I sindacati del Comune di Mottola scendono in campo su un tema scottante: l'amministrazione digitale (o e-government), vale a dire l'utilizzo di tecnologie innovative nei processi che garantiscono servizi ai cittadini.

Con una lettera indirizzata all'assessore alla Programmazione Economica Francesco Agrusti, le organizzazioni dei lavoratori comunali hanno chiesto se l'amministrazione ha avviato progetti di digitalizzazione o è destinata a rimanere "pietosamente analogica".

Infatti, sembra che i sindacalisti Antonio Marra (Rsa - Csa Fiadel), Mimmo Matarrese e Giovanni De Santo (Rsu - Cgil) non siano a conoscenza di un eventuale piano comunale di digitalizzazione, e men che mai di una road-map degli interventi o degli adempimenti.

«Non sappiamo - si legge nella missiva - se è stata attribuita una specifica delega, nè tantomeno se sia stato individuato un motivatore, un coordinatore o un sensibilizzatore in relazione al Programma di Digitalizzazione disposto dal Governo nel triennio 2020-2022».

Nello specifico, il programma prevede che dal 28 febbraio prossimo i cittadini debbano accedere ai servizi della Pubblica Amministrazione solo attraverso lo Spid (Sistema Pubblico di Identità Digitale) oppure la Cie (Carta d’Identità Elettronica).

A riguardo, il personale dei Servizi demografici si è già attivato diversi anni fa: infatti, il Comune di Mottola è stato tra i primi ad adottare e diffondere la Carta d'Identità Elettronica, che ora è in possesso di circa un terzo dei cittadini residenti.

Inoltre, i sindacati aziendali hanno posto l'interrogativo su un bando che scade il 15 gennaio prossimo, attraverso il quale i Comuni possono chiedere di accedere al denaro messo a disposizione dal fondo per l’Innovazione Tecnologica e la Digitalizzazione: «Il Comune di Mottola sta partecipando al bando? Se si, come mai i Servizi demografici non sono stati coinvolti?»

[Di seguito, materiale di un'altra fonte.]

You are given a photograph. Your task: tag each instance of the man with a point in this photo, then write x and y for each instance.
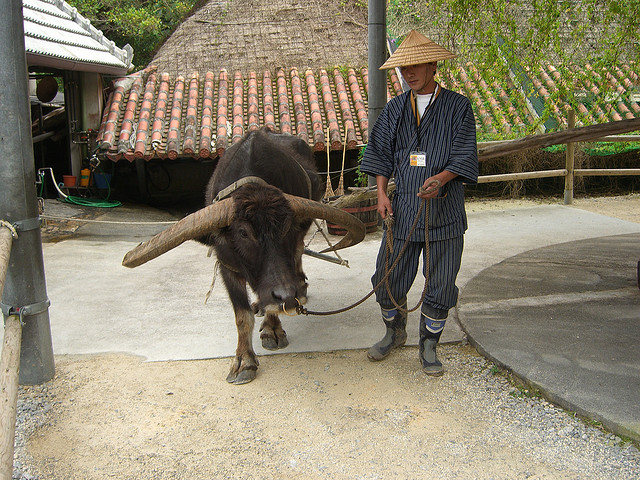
(425, 139)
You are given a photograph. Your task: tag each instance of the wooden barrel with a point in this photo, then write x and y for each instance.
(366, 210)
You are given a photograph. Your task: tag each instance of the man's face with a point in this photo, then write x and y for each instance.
(420, 77)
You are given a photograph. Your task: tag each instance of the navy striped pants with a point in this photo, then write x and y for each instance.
(444, 263)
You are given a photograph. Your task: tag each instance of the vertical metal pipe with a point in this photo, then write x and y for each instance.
(570, 162)
(377, 56)
(25, 282)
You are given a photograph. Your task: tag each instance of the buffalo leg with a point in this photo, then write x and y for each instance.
(272, 334)
(245, 364)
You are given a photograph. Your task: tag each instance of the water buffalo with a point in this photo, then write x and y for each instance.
(260, 203)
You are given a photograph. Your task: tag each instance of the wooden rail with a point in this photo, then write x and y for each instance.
(605, 131)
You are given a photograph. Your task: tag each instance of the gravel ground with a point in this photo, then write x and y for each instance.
(327, 415)
(310, 416)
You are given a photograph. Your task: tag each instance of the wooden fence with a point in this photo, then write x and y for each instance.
(570, 137)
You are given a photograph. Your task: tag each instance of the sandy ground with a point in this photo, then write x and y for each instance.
(307, 416)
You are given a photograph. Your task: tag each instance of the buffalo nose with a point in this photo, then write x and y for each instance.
(284, 295)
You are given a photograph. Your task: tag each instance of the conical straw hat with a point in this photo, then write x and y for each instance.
(416, 49)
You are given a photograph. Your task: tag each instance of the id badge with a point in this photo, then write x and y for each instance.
(418, 159)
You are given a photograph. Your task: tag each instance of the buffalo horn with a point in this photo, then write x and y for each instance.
(217, 215)
(305, 208)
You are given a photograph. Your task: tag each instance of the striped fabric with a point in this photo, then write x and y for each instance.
(444, 263)
(447, 134)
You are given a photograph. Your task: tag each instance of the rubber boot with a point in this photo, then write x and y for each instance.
(394, 337)
(427, 346)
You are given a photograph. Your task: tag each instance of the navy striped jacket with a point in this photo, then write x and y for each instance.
(447, 134)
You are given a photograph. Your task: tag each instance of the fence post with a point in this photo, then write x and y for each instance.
(568, 179)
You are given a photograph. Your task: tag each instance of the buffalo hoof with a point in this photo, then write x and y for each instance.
(273, 340)
(242, 377)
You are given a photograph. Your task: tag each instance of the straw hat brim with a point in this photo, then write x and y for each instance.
(417, 49)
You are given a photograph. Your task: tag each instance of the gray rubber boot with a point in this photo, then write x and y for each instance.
(394, 337)
(427, 346)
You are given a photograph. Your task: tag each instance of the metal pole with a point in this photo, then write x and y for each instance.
(377, 56)
(25, 287)
(570, 162)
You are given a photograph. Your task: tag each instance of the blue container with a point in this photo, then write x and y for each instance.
(102, 180)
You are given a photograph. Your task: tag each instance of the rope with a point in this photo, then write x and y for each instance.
(424, 204)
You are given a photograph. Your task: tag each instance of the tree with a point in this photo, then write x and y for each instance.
(583, 40)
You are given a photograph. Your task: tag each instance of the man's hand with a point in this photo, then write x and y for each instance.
(432, 185)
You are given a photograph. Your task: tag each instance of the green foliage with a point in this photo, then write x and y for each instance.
(143, 25)
(582, 39)
(362, 179)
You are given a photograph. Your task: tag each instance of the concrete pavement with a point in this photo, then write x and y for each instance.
(546, 291)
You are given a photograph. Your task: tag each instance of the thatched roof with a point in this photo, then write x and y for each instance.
(245, 35)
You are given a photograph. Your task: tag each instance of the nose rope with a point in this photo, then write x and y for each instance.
(424, 205)
(296, 310)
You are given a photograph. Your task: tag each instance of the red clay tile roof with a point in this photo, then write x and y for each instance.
(149, 115)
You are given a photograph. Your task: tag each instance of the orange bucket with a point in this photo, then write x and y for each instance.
(69, 180)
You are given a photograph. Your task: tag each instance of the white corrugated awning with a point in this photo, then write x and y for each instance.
(57, 36)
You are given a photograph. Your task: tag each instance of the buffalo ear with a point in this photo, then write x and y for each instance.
(196, 226)
(305, 208)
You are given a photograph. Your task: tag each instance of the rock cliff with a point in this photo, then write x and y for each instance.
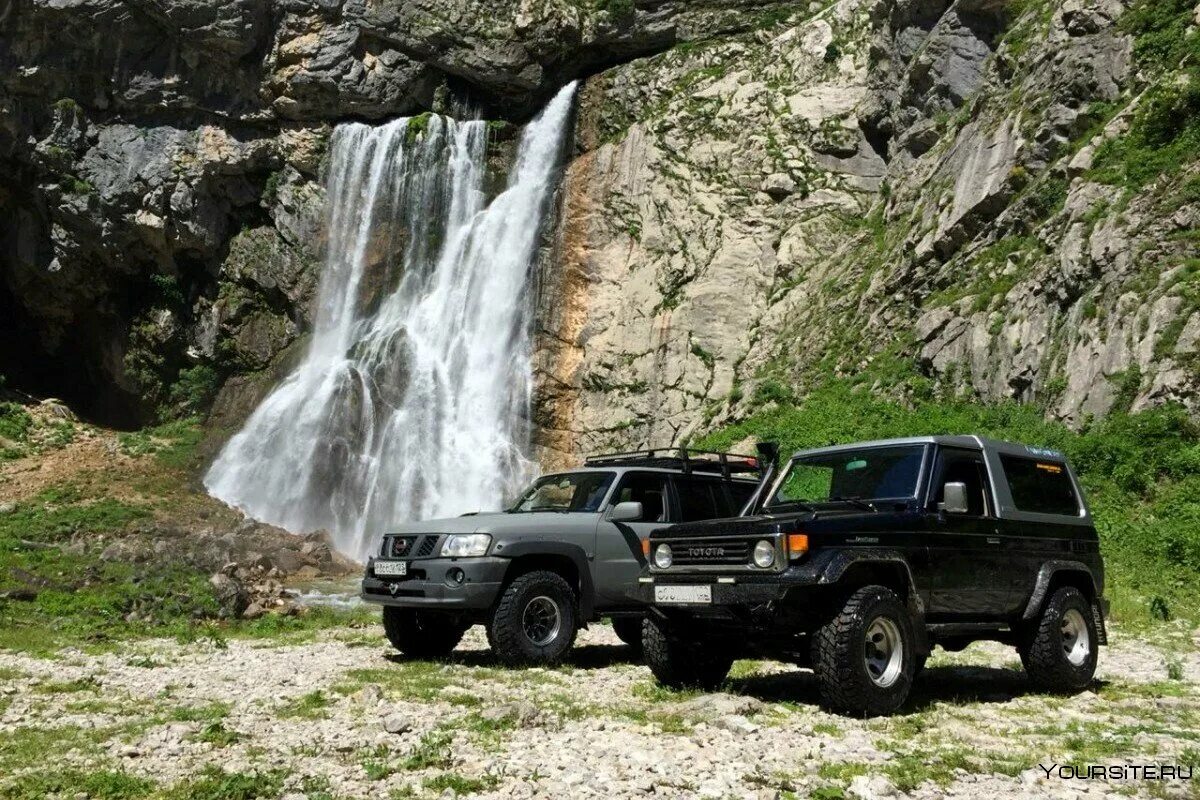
(996, 196)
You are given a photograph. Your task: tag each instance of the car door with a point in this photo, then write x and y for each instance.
(966, 553)
(619, 558)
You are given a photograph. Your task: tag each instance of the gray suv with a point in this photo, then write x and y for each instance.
(567, 553)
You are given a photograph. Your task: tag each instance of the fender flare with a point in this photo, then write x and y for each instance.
(1042, 585)
(832, 572)
(843, 560)
(521, 548)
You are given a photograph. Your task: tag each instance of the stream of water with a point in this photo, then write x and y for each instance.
(413, 398)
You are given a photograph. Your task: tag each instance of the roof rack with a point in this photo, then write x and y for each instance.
(682, 458)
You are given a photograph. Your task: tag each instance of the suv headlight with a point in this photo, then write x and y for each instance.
(466, 545)
(763, 554)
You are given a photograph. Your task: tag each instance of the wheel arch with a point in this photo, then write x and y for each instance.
(564, 559)
(1054, 576)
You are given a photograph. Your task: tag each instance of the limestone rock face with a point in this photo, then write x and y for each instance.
(869, 180)
(760, 194)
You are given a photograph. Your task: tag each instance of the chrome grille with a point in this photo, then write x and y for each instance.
(709, 552)
(400, 546)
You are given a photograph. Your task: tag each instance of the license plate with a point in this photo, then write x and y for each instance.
(391, 569)
(683, 594)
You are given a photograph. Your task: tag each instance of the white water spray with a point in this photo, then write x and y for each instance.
(413, 398)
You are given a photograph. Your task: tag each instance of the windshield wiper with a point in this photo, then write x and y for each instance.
(857, 501)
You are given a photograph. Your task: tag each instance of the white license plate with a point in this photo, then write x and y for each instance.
(683, 594)
(391, 567)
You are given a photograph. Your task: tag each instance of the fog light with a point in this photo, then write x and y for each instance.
(763, 554)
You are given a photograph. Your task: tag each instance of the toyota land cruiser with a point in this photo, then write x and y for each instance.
(857, 559)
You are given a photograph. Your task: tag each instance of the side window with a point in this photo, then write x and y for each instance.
(961, 467)
(697, 499)
(739, 494)
(1041, 486)
(647, 488)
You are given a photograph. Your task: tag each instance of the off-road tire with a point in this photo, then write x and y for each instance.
(421, 635)
(838, 655)
(507, 631)
(682, 663)
(629, 630)
(1043, 647)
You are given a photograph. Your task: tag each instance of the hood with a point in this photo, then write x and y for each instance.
(493, 522)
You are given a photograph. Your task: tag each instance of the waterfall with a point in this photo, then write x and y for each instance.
(412, 401)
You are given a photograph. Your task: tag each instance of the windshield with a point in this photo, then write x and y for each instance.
(569, 492)
(867, 474)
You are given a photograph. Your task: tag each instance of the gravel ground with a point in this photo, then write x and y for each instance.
(340, 715)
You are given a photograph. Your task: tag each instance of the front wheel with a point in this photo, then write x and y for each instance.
(421, 635)
(1059, 651)
(682, 663)
(534, 621)
(864, 657)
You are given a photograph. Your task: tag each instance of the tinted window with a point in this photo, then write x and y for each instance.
(570, 492)
(965, 468)
(699, 499)
(867, 474)
(1041, 486)
(649, 489)
(739, 494)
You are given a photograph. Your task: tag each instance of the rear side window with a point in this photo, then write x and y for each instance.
(1041, 486)
(699, 499)
(739, 493)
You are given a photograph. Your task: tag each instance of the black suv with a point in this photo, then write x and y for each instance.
(857, 559)
(568, 552)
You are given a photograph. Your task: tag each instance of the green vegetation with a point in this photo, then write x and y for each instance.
(1164, 132)
(215, 783)
(311, 707)
(70, 783)
(174, 443)
(1141, 473)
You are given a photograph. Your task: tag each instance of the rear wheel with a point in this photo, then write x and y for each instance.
(629, 630)
(1059, 651)
(864, 657)
(682, 663)
(421, 635)
(534, 620)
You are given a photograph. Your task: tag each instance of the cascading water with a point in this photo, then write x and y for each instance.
(413, 398)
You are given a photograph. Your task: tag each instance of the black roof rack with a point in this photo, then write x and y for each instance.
(682, 458)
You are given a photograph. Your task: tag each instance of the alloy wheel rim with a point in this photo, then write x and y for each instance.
(1077, 641)
(883, 651)
(541, 620)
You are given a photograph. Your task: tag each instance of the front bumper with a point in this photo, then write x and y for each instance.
(429, 584)
(726, 590)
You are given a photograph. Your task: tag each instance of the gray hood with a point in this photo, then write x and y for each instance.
(496, 522)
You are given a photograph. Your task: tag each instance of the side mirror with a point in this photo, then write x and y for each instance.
(954, 499)
(627, 512)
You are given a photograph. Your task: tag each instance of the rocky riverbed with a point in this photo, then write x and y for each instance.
(337, 714)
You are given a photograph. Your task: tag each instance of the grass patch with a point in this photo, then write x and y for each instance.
(313, 705)
(215, 783)
(460, 783)
(102, 785)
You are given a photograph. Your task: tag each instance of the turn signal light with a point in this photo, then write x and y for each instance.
(797, 545)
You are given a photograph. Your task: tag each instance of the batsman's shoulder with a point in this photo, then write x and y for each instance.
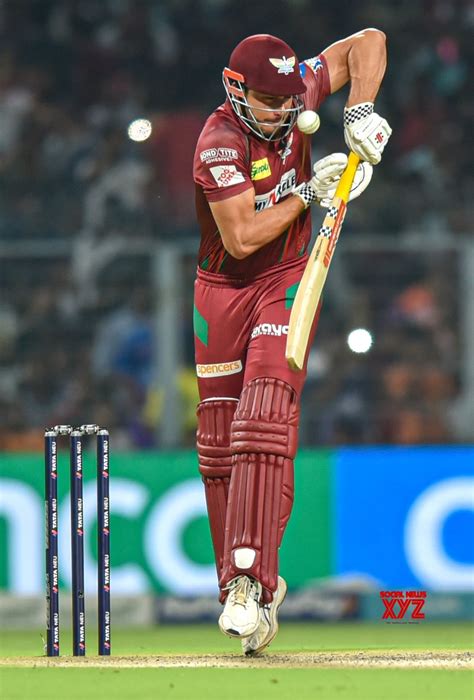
(221, 140)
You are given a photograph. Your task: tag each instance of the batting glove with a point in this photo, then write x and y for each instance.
(365, 132)
(327, 173)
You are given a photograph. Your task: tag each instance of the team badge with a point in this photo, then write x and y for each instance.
(284, 65)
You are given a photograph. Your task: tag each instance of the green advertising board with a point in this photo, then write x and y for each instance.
(160, 537)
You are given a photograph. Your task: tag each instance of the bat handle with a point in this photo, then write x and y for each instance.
(347, 177)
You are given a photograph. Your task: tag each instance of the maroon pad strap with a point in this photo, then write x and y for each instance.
(215, 465)
(264, 441)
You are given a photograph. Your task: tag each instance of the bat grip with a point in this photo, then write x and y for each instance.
(347, 177)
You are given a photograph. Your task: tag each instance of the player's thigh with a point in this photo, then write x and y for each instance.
(221, 332)
(266, 352)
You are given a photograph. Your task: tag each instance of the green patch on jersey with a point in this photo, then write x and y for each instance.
(290, 294)
(201, 327)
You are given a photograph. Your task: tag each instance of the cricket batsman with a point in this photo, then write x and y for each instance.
(254, 191)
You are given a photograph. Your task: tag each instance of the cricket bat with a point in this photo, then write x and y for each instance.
(314, 276)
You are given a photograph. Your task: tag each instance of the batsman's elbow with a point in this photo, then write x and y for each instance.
(238, 251)
(376, 34)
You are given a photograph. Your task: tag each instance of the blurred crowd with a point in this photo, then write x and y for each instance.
(83, 206)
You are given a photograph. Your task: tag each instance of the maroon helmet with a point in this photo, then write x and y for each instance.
(268, 65)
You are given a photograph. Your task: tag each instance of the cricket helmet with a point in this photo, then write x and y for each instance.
(266, 64)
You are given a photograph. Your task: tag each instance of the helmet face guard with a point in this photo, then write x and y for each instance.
(234, 84)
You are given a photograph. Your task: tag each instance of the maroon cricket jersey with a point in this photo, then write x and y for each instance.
(230, 159)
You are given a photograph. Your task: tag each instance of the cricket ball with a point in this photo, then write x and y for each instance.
(308, 122)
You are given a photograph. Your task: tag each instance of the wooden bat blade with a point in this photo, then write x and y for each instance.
(310, 288)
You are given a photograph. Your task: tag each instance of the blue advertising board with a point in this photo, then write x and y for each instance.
(405, 516)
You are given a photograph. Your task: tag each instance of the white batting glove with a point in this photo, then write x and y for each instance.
(365, 132)
(327, 173)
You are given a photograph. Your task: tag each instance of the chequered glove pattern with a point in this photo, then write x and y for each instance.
(325, 231)
(306, 193)
(360, 111)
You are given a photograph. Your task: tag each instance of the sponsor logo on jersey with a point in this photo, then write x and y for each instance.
(212, 155)
(284, 187)
(226, 175)
(284, 65)
(277, 329)
(286, 150)
(314, 63)
(219, 369)
(260, 169)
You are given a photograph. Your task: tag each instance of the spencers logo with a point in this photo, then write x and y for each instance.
(226, 175)
(269, 329)
(219, 369)
(284, 187)
(403, 607)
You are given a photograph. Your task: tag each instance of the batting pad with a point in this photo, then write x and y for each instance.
(263, 443)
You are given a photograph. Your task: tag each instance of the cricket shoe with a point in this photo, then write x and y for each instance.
(242, 613)
(268, 627)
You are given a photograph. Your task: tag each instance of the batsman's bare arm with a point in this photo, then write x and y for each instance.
(361, 59)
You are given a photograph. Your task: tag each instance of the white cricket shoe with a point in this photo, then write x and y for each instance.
(268, 627)
(241, 614)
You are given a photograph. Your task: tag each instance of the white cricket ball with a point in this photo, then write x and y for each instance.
(139, 129)
(308, 122)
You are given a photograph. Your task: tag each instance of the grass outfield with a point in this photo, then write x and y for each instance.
(115, 679)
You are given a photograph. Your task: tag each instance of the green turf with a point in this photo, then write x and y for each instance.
(206, 639)
(245, 684)
(234, 684)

Infine, per potersi adeguare efficacemente alle esigenze di smart working imposte dall'emergenza Covid-19, i sindacati hanno anche richiesto la redazione di un piano per il “lavoro agile”.

Dal suo canto, l'assessore Francesco Agrusti ha ringraziato i sindacati per la considerazione ma li ha indirizzati verso il collega Crispino Lanza, al quale è affidata proprio la delega all'Innovazione Tecnologica.